Желая избавить принца от этих навязанных ему идей, я стал доказывать, что мы сами не имеем абсолютно никакой причины воевать с Россией и что у нас нет в восточном вопросе никаких интересов, которые оправдывали бы такую войну или хотя бы необходимость принести в жертву наши давние дружеские отношения к России. Наоборот, всякая победоносная война против России при нашем — ее соседа — участии вызовет не только постоянное стремление к реваншу со стороны России за нападение на нее без нашего собственного основания к войне, но одновременно поставит перед нами и весьма рискованную задачу, а именно — решение польского вопроса в сколько-нибудь приемлемой для Пруссии форме.

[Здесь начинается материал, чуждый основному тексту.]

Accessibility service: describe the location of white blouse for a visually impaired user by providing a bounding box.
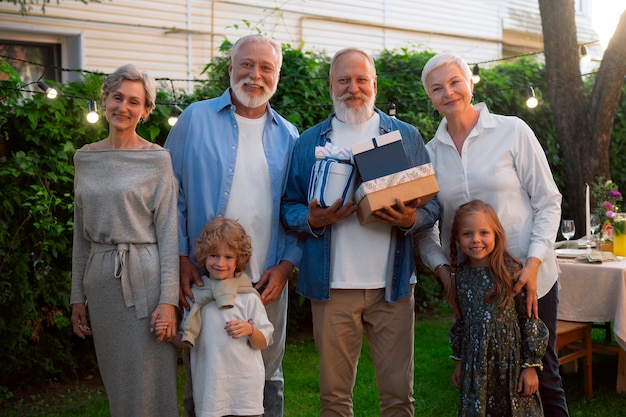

А раз наши собственные интересы не только отнюдь не требуют разрыва с Россией, но скорее даже говорят против этого, то, напав на постоянного соседа, до сих пор являющегося нашим другом, не будучи к тому спровоцированы, мы сделаем это либо из страха перед Францией, либо в угоду Англии и Австрии. Мы взяли бы на себя роль индийского вассального князя, который обязан вести под английским патронатом английские войны, или роль корпуса Иорка в начале войны 1812 г.,[232] когда обоснованный в то время страх перед Францией заставил нас быть ее покорным союзником.